Any kind of interaction with the user will most likely not be allowed to occur, since few publishers will want their user experience turned to crap by having the user interact with either User Agent pop-ups or custom pages from third parties.  Even if all of that were not an issue, using the in-band exception mechanism would skew research horribly, and the balanced and tuned panels constructed by our Measurement Science department would be replaced by biased and un-measurable crowds.  None of those mechanisms or outcomes are acceptable.

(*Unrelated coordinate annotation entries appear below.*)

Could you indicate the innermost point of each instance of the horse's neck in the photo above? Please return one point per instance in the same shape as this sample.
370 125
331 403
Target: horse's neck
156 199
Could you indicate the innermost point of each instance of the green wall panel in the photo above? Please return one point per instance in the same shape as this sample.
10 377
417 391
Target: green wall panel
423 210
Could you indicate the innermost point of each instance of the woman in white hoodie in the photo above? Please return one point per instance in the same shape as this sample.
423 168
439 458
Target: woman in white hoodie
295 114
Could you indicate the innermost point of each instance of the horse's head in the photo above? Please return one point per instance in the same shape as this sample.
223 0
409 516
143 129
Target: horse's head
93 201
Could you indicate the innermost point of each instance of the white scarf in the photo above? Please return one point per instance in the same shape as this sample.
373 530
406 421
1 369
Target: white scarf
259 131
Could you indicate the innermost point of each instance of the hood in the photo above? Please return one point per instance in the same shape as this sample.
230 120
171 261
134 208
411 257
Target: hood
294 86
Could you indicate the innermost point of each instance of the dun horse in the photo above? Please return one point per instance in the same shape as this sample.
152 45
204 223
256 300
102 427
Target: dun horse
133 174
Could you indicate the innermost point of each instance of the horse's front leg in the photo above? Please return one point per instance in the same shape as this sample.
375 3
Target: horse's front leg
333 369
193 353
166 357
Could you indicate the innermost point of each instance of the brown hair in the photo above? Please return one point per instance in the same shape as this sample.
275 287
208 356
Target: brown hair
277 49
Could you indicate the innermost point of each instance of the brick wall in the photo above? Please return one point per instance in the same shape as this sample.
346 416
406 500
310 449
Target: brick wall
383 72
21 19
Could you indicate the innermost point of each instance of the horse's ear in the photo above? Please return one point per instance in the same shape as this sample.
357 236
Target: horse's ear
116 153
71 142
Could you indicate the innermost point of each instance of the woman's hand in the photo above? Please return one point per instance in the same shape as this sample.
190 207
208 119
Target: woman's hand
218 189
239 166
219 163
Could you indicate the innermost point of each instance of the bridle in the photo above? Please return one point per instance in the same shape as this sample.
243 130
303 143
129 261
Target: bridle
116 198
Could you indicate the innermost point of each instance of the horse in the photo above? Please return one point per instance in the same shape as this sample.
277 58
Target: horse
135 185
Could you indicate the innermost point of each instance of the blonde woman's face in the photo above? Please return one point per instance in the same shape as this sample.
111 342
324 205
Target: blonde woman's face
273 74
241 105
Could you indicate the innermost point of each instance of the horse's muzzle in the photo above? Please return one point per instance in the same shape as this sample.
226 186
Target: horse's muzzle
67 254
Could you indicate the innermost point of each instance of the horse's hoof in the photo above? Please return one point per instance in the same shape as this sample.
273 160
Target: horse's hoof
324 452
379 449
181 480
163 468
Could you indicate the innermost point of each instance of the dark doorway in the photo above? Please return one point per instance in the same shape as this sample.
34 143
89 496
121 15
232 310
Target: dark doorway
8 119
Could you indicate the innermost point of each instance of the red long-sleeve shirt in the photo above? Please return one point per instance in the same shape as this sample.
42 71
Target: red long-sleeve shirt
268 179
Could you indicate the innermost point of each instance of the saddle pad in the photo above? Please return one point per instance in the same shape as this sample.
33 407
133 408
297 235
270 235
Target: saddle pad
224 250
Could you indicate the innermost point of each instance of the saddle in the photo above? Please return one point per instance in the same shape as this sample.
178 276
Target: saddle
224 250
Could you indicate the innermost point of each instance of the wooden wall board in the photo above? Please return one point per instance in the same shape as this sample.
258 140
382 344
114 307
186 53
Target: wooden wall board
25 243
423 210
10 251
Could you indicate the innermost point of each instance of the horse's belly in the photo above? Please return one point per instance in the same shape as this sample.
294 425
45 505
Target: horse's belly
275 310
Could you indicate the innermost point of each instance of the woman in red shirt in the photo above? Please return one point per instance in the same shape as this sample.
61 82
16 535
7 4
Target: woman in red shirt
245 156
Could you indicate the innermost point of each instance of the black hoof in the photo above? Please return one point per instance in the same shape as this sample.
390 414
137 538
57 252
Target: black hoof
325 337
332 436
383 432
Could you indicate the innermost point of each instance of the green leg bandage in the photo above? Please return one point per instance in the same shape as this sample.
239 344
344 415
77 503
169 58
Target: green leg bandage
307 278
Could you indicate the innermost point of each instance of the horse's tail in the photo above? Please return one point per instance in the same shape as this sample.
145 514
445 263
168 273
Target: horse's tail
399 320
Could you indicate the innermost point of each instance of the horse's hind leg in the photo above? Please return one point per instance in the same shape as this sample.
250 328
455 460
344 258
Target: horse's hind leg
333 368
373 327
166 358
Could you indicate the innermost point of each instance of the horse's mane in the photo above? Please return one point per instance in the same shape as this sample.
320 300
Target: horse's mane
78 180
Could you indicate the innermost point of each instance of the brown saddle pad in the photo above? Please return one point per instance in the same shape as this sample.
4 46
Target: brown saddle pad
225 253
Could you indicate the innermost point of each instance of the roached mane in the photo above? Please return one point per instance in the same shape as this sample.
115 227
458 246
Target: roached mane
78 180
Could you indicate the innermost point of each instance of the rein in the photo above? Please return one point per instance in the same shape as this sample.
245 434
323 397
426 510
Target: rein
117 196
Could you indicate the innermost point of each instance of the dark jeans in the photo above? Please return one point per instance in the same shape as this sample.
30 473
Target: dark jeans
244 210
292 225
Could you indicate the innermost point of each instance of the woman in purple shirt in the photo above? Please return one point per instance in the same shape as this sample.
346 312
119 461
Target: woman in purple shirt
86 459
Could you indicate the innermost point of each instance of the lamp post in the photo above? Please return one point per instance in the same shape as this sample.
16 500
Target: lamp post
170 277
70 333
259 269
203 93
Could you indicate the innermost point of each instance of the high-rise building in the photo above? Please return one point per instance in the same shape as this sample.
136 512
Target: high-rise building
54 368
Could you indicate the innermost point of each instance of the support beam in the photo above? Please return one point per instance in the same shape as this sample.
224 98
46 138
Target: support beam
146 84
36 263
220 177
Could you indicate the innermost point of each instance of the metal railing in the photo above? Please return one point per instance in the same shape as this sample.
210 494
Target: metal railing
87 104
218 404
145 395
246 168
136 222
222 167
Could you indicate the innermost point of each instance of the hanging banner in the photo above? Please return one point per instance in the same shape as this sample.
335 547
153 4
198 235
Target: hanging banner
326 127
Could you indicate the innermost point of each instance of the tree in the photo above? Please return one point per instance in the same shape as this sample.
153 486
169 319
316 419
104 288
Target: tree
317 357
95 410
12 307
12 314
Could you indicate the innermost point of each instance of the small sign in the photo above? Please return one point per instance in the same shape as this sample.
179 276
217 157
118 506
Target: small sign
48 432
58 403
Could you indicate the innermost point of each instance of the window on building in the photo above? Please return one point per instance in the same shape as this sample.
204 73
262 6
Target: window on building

I don't understand why you think that non-real-time determination of OOBC undermines the standard, as long as only permitted uses are followed.  How is there "tracking" if users for whom there is no consent have their data de-identified to the same level that is required for DNT:1 users, before any use?

--ronan


On Sat, Mar 23, 2013 at 7:02 AM, Mike O'Neill <michael.oneill@baycloud.com<mailto:michael.oneill@baycloud.com>> wrote:
It would be very easy to set up a page (that includes JS) with a document origin the same as the 1x1 gif hostname., then execute the API to get consent. A panel member just needs to visit the page and click a ”I agree I am a member of the panel” button. If they must run with JS disabled they just need to set the DNT general pref. to 0.

We do not need to change the TPE for this and we are undermining the core reason for the standard if we allow an exemption for it.